Somewhat concerned about her reactions at this point, John shut his mouth and decided to wait and see. Aeryn usually wasn't unreasonable and there could be another reason for her insistence that he should shut up. And, true enough, it took him only a second to realize that she was listening for something and therefore wanted the silence. John listened too, but couldn't discern anything specific. At least not until the lights died and the wall facing the corridor started shivering with one thundering impact after another.

Veena let out a muffled screech and he heard her scramble away from the door. The shock of the sudden change in scenery made John retreat sideways away from the door and in his hurry to do so he didn't watch his step and landed on the floor, rattling his sore jaw and other bruises. "Ow," he snapped.

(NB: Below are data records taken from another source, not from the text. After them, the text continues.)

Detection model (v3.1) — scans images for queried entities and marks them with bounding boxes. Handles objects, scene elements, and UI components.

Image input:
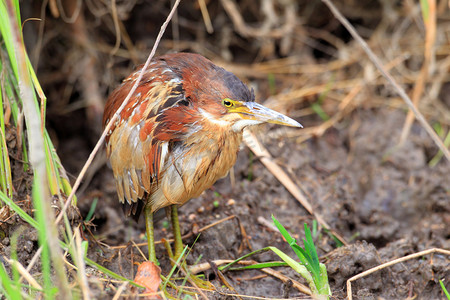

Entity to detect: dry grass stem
[322,0,450,161]
[56,0,180,224]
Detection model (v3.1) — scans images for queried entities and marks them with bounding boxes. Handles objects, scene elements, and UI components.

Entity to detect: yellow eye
[222,98,234,108]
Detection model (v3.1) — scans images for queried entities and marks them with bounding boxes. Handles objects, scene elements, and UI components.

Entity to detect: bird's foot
[164,240,215,290]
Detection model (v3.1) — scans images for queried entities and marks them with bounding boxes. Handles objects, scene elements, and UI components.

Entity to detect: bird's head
[158,53,303,132]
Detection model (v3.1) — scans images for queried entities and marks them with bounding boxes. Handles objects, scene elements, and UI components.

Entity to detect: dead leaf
[134,261,161,299]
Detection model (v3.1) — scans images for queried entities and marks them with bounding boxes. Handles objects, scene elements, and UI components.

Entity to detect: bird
[103,53,302,263]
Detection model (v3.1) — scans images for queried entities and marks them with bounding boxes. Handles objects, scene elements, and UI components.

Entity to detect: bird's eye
[222,99,234,108]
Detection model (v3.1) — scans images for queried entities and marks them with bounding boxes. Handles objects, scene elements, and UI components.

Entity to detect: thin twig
[322,0,450,161]
[56,0,181,224]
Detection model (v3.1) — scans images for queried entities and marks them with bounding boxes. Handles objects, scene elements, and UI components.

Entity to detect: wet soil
[77,109,450,299]
[0,1,450,299]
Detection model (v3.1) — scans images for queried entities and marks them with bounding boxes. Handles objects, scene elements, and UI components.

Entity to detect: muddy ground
[2,1,450,299]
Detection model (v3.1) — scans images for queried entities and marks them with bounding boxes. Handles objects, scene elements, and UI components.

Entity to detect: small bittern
[103,53,301,263]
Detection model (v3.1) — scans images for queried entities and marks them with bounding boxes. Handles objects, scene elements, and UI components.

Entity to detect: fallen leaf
[134,261,161,299]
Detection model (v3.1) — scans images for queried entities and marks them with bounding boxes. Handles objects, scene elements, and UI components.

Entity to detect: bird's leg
[170,205,184,260]
[167,204,213,289]
[144,204,158,265]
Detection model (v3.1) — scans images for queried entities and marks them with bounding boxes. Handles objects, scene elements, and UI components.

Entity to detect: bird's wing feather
[104,61,194,214]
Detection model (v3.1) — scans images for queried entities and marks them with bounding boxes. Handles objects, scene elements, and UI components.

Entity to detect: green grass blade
[439,279,450,300]
[0,262,22,300]
[272,215,306,262]
[0,191,38,228]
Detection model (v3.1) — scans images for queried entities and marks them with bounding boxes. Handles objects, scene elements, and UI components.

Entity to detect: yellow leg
[144,205,158,265]
[170,205,184,260]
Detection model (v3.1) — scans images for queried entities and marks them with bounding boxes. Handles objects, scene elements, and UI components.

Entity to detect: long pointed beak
[237,102,303,128]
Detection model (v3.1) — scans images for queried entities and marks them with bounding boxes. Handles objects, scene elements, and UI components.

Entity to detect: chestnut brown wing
[103,61,194,215]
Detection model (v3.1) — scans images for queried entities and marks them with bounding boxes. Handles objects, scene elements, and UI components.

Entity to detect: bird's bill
[235,102,303,128]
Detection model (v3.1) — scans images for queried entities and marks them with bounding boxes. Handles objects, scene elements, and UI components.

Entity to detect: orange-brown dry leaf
[134,261,161,299]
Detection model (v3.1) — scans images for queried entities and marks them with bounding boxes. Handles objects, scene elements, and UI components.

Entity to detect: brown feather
[103,53,248,215]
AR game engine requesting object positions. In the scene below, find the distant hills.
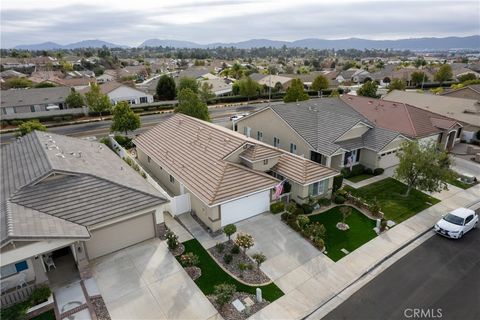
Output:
[15,35,480,51]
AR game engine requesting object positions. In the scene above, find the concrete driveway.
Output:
[92,239,217,319]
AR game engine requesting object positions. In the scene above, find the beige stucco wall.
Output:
[237,109,311,158]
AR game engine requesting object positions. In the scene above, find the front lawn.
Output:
[177,239,283,302]
[347,173,375,183]
[345,178,440,223]
[309,207,377,261]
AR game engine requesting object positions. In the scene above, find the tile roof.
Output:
[0,131,166,244]
[134,114,336,206]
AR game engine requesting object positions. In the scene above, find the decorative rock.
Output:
[257,288,263,302]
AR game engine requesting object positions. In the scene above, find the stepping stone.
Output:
[232,299,245,312]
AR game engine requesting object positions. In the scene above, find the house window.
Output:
[273,137,280,148]
[290,143,297,154]
[0,261,28,279]
[257,131,263,141]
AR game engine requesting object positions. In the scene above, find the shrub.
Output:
[334,195,345,204]
[165,230,179,250]
[332,174,343,192]
[29,286,52,306]
[297,214,310,230]
[317,198,332,207]
[180,252,200,267]
[235,233,255,252]
[223,224,237,241]
[223,253,233,264]
[215,242,225,252]
[213,283,237,307]
[270,202,285,214]
[230,245,240,254]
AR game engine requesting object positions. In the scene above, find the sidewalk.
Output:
[250,185,480,319]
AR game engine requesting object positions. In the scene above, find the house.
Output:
[0,87,71,115]
[236,98,407,169]
[0,131,166,307]
[383,90,480,140]
[441,84,480,101]
[81,81,153,105]
[134,114,338,231]
[341,95,463,150]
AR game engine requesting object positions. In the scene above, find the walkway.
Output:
[251,185,480,319]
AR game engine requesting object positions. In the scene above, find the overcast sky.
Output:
[1,0,480,48]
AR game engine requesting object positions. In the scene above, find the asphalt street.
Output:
[0,104,266,144]
[323,210,480,320]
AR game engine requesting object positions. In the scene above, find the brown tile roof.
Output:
[134,114,336,205]
[341,95,457,138]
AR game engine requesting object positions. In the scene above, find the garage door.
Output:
[87,214,155,259]
[220,190,270,226]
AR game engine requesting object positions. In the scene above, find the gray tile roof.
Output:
[0,87,70,108]
[0,131,166,244]
[270,98,398,155]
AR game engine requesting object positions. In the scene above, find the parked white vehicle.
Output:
[434,208,478,239]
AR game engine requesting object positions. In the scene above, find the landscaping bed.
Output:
[345,178,440,223]
[207,292,269,320]
[308,206,377,261]
[176,239,283,302]
[208,240,270,284]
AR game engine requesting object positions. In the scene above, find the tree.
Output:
[238,77,258,101]
[156,74,177,100]
[410,71,428,85]
[213,283,237,307]
[65,89,85,108]
[235,233,254,253]
[178,77,198,93]
[85,83,112,119]
[357,81,378,98]
[312,75,329,91]
[283,79,310,102]
[110,101,140,135]
[395,141,452,196]
[223,223,237,241]
[18,120,47,136]
[434,64,453,83]
[175,88,210,121]
[388,79,407,92]
[252,252,267,269]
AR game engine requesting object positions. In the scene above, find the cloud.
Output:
[1,0,480,47]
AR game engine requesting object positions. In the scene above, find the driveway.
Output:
[92,239,217,319]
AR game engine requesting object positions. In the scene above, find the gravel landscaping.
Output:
[207,292,269,320]
[208,241,270,284]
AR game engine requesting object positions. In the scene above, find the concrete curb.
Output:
[301,200,480,319]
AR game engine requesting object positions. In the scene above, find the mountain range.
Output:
[15,35,480,51]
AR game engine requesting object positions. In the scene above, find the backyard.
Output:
[345,178,440,223]
[309,206,377,261]
[177,239,283,302]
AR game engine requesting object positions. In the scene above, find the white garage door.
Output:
[87,214,155,259]
[220,190,270,226]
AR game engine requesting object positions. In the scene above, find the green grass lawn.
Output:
[309,207,377,261]
[347,173,375,183]
[177,239,283,302]
[345,178,440,223]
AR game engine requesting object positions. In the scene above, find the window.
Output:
[0,261,28,278]
[257,131,263,141]
[290,143,297,154]
[273,137,280,148]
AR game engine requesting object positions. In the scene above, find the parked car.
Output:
[434,208,478,239]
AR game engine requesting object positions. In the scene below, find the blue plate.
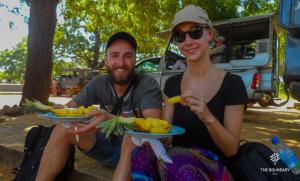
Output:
[38,112,92,123]
[125,126,185,139]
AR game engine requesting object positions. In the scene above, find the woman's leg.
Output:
[159,147,230,181]
[112,135,136,181]
[131,145,160,181]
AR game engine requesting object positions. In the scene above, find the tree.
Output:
[0,38,27,82]
[20,0,59,104]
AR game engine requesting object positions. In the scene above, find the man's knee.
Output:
[50,125,74,144]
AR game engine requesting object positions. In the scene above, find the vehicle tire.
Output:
[66,88,74,97]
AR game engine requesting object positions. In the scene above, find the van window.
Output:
[135,58,160,73]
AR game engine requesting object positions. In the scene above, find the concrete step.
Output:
[0,115,113,181]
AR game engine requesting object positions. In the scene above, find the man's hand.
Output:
[74,109,114,134]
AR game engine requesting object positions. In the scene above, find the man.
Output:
[36,32,162,181]
[209,35,226,64]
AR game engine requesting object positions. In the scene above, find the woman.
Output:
[114,5,248,180]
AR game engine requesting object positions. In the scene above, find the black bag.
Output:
[12,125,75,181]
[234,142,299,181]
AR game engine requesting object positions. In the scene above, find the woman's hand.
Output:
[74,109,114,134]
[181,90,215,124]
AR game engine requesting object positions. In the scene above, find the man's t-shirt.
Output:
[74,74,162,117]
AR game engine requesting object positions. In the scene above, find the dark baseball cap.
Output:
[105,32,137,50]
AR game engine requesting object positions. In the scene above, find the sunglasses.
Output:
[173,26,207,43]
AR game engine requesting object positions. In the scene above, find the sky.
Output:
[0,0,29,51]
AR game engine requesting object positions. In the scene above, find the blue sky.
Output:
[0,0,29,51]
[0,0,65,51]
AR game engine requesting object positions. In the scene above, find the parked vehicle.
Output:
[52,68,99,97]
[279,0,300,101]
[136,13,282,107]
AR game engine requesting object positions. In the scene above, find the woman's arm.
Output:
[182,91,244,156]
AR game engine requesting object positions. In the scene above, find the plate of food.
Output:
[96,116,185,138]
[125,126,185,139]
[38,112,92,123]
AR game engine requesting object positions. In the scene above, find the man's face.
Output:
[105,40,135,85]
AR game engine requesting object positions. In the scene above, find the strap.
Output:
[111,74,140,115]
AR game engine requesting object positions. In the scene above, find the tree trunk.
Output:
[20,0,59,104]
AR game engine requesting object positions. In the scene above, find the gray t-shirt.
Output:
[74,74,162,117]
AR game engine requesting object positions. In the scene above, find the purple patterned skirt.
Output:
[131,145,233,181]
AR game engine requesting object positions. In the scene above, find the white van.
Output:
[136,13,280,107]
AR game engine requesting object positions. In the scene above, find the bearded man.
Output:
[36,32,162,181]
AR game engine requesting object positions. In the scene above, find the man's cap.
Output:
[105,32,137,50]
[215,35,225,41]
[171,4,213,31]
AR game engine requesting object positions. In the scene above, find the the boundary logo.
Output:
[260,153,290,175]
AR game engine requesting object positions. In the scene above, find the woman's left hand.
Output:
[181,90,214,123]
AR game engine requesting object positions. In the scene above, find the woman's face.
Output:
[175,22,212,61]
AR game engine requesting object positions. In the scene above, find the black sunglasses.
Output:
[173,26,207,43]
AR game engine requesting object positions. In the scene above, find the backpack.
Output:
[12,125,75,181]
[233,142,299,181]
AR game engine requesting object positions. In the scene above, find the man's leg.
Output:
[36,125,95,181]
[112,135,136,181]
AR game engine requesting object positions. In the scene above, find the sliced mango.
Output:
[168,96,181,104]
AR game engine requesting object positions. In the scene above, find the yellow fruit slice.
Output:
[150,127,170,134]
[168,96,181,104]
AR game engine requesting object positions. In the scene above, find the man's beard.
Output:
[108,69,134,85]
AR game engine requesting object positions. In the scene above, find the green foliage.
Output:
[240,0,279,16]
[0,0,284,80]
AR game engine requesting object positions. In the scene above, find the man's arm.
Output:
[143,108,161,118]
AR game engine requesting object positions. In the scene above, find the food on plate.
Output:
[97,116,171,137]
[24,99,95,117]
[168,96,181,104]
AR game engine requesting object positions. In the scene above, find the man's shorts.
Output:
[83,132,122,167]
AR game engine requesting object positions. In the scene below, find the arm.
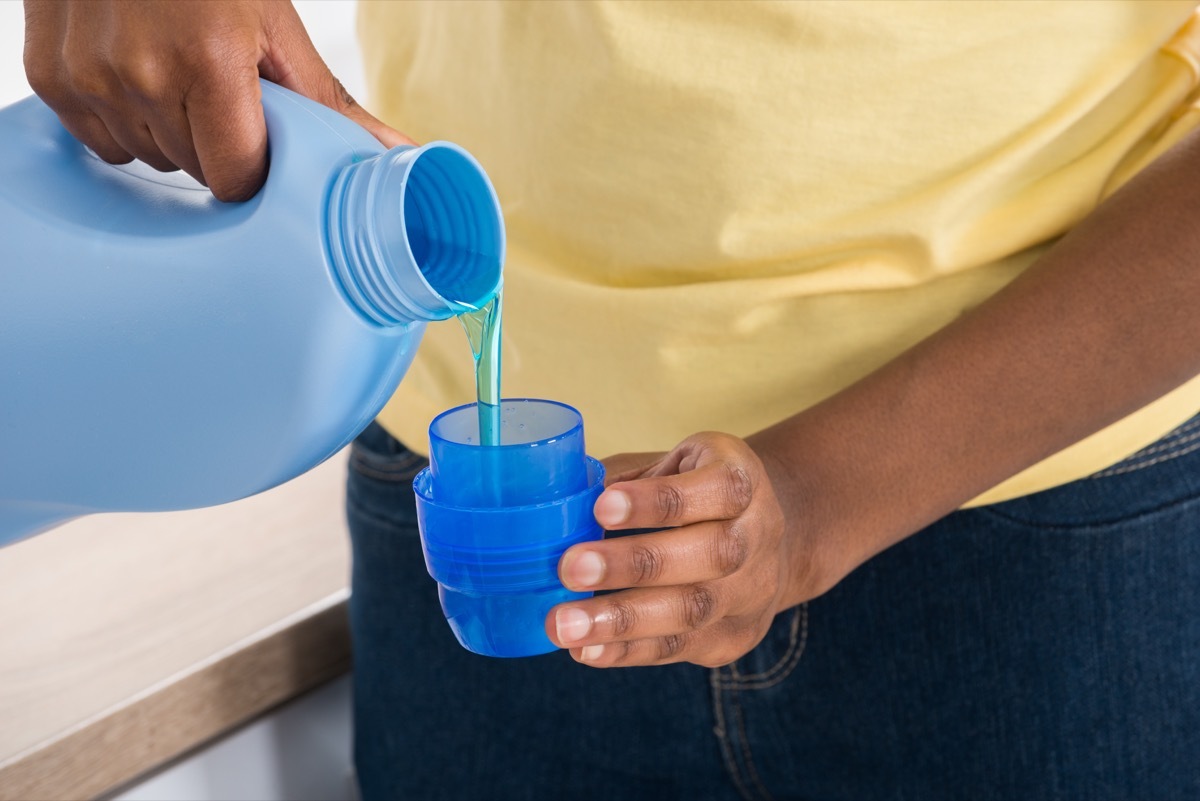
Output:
[547,122,1200,667]
[25,0,412,200]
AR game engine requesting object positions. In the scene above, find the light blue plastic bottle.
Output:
[0,83,504,546]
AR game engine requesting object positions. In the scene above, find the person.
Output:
[25,0,1200,799]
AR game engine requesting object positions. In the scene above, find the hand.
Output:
[25,0,413,200]
[546,433,792,667]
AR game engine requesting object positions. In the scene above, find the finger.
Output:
[150,112,204,183]
[262,10,416,147]
[570,632,715,668]
[184,68,268,201]
[59,112,133,164]
[594,460,754,530]
[546,583,722,648]
[96,109,179,173]
[602,453,665,487]
[558,520,749,592]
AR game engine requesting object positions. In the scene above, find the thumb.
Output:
[259,5,416,147]
[313,76,416,147]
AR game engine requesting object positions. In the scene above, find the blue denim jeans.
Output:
[348,421,1200,801]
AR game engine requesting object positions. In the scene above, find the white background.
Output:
[0,0,370,120]
[0,0,366,801]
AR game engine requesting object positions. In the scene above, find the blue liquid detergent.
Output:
[458,293,504,445]
[0,83,504,544]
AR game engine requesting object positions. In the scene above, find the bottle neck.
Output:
[328,141,504,326]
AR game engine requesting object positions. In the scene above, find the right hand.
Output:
[25,0,414,201]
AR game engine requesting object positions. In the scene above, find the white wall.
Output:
[0,0,366,116]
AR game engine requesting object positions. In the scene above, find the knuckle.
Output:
[608,600,637,639]
[658,484,684,523]
[205,175,258,203]
[682,584,716,630]
[113,48,167,98]
[25,54,62,100]
[722,462,754,512]
[712,525,750,578]
[656,634,688,662]
[604,640,637,664]
[629,543,666,584]
[696,645,744,668]
[329,72,359,113]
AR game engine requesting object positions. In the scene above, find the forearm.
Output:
[750,122,1200,602]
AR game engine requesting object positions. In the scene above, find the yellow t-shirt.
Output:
[359,0,1200,502]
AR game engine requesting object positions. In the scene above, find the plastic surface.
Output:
[430,398,589,507]
[0,82,504,544]
[413,399,604,656]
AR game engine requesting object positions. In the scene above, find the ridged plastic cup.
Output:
[413,398,604,657]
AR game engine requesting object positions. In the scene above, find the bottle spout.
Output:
[328,141,504,326]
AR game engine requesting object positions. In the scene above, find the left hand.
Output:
[546,433,791,668]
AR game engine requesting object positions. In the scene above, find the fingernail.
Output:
[554,607,592,643]
[593,489,632,525]
[563,550,604,588]
[580,645,604,662]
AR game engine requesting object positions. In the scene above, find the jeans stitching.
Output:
[730,691,772,801]
[1091,432,1200,478]
[725,603,809,689]
[708,668,754,801]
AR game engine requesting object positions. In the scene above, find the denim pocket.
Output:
[346,423,430,529]
[973,418,1200,530]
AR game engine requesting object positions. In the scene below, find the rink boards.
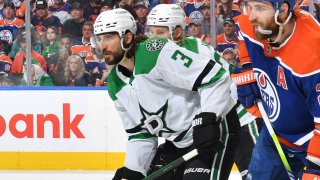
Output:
[0,87,126,170]
[0,87,235,170]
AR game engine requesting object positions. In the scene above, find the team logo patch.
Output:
[266,46,271,54]
[254,69,280,122]
[146,39,164,51]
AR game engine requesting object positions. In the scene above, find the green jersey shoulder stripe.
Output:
[108,66,126,101]
[134,37,168,75]
[128,133,156,141]
[198,67,227,90]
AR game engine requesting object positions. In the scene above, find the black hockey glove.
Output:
[192,112,224,166]
[113,167,144,180]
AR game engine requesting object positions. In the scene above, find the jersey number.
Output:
[171,50,192,68]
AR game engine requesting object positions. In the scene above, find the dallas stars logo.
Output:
[139,100,175,137]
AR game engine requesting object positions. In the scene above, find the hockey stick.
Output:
[144,149,198,180]
[256,100,295,180]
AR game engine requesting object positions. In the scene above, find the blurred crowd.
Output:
[0,0,320,86]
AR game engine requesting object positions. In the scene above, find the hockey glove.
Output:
[112,167,144,180]
[192,112,224,166]
[302,156,320,180]
[231,63,261,118]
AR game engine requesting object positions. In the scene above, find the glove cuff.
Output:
[192,112,221,128]
[231,69,256,86]
[112,167,144,180]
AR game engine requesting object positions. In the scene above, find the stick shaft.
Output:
[144,149,198,180]
[257,101,293,179]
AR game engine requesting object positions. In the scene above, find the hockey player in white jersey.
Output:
[94,9,238,180]
[147,4,263,179]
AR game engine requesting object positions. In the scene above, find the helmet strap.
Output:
[269,10,292,43]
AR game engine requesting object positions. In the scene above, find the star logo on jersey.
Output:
[254,69,281,122]
[146,39,164,51]
[139,100,175,137]
[266,46,271,54]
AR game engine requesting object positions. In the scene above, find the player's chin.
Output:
[254,31,269,41]
[104,55,115,65]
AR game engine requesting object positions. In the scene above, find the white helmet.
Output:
[147,4,186,33]
[94,8,137,38]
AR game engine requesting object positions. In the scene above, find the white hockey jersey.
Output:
[108,38,235,175]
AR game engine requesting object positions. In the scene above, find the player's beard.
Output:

"John?" He heard Aeryn's voice, but had no idea where it came from until she grabbed his arm and hoisted him back to his feet. "Are you alright?"

"Yeah, fine. I just managed to fall over my own feet for a change," he countered and wrapped his hand over hers still holding his arm.

Just then the pounding stopped again and the lights flickered back on. John found himself standing in the middle of the floor plan room all on his own, while Aeryn stood leaning against the wall next to the door, her rifle at the ready, and Veena cowered in the corner furthest from the door. And all the while, he could still feel the tense grip on his arm and the fingers under his hand.

Aeryn frowned and pushed away from the wall. "What's wrong?" she asked and took a step toward him. "Who were you talking to?"

His breath seemed to have gotten stuck somewhere between his mouth and his lungs and he could feel the blood draining from his face. For a second, he closed his eyes. Then he glanced down at his arm. There were distinct impressions on it from the fingers he could still feel, but he couldn't see them. "Some ..." was all he could muster.